Accélérer le processus d’hypnose ? Techniques de langage et inductions hypnotiques (A Garnier)

    Avec l’accord d’Antoine Garnier et de Molton Spimoza, je retranscris ci-dessous des échanges extrêmement intéressants sur le sujet des techniques de suggestion pour accélérer le processus d’induction de l’hypnose, et le choix des mots que cela nécessite. Antoine Garnier répond généreusement à ces questions, suite à cet article publié par Molton Spimoza sur son forum de discussion Principa Hypnotica.

    Traduction : « Maintenant, trop d’entre nous ont le sentiment que nous devons employer un certain rituel traditionnel pour développer de la transe. Combien de choses devez-vous dire à un patient pour lui demander de développer un état de transe ? Le patient vient dans votre cabinet pour une hypnothérapie. Aurez-vous vraiment besoin de lui dire que vous allez employer l’hypnose si c’est la raison pour laquelle il est venu vous voir ? Il le sait déjà.

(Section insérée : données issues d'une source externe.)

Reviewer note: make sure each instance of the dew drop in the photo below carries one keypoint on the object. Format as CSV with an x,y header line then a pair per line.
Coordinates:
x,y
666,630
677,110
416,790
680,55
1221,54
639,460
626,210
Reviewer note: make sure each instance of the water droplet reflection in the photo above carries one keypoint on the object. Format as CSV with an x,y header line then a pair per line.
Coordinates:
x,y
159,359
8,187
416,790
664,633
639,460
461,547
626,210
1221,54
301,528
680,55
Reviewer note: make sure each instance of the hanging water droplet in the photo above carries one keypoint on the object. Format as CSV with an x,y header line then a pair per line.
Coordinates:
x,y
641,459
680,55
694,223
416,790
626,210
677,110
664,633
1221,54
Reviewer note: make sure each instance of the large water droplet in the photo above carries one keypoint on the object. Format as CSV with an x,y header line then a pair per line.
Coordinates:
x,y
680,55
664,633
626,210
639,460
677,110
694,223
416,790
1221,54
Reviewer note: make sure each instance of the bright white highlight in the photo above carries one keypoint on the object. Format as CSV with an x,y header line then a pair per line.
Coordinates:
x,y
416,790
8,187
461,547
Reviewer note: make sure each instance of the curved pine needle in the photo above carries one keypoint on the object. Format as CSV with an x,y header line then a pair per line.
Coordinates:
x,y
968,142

    Il sait pourquoi il est venu, et vous savez pourquoi il est venu, et vous n’avez vraiment pas besoin d’explications générales sur ce pourquoi il est venu… » (Milton Erickson)

    Prendre le temps d’accélérer le processus d’induction…

    S’en suivent plusieurs échanges sur la notion de rapidité et du temps nécessaire pour induire l’hypnose.

    Antoine Garnier : Je crois qu’il est de toute façon toujours bon de « prendre le temps ». Mais ce temps peut finalement aussi bien être 1 minute que 1 heure.

    L’important, c’est que si rapidité il y a, elle soit du côté du sujet et non pas le fait d’une précipitation de l’opérateur, d’un empressement susceptible d’ajouter une pression, donc d’exercer une résistance, donc de ralentir les réponses du sujet.

    Parfois, dans des circonstances où on manque de temps, on peut faire de bien meilleures séances, mais non pas du fait d’un stress ajouté, mais plutôt parce qu’on élimine le superflu et qu’on va à l’essentiel, et qu’on fait preuve d’une énergie plus entraînante…

    Mais quand il s’agit d’approfondir certaines dimensions de l’hypnose, avec beaucoup de sujets, la notion de temps ne sera pas négociable. C’est comme pour apprendre à jouer du violon.

    Comme l’ivresse peut s’obtenir plus vite par des alcools plus forts bus sans délais, mais il lui faudra quand même le temps de servir, de boire, puis que l’alcool « monte », et en fonction des personnes, l’effet sera plus ou moins fulgurant et fort. Après, on n’est pas obligé de trinquer et de porter un long toast à la mémoire de chaque camarade mort au front.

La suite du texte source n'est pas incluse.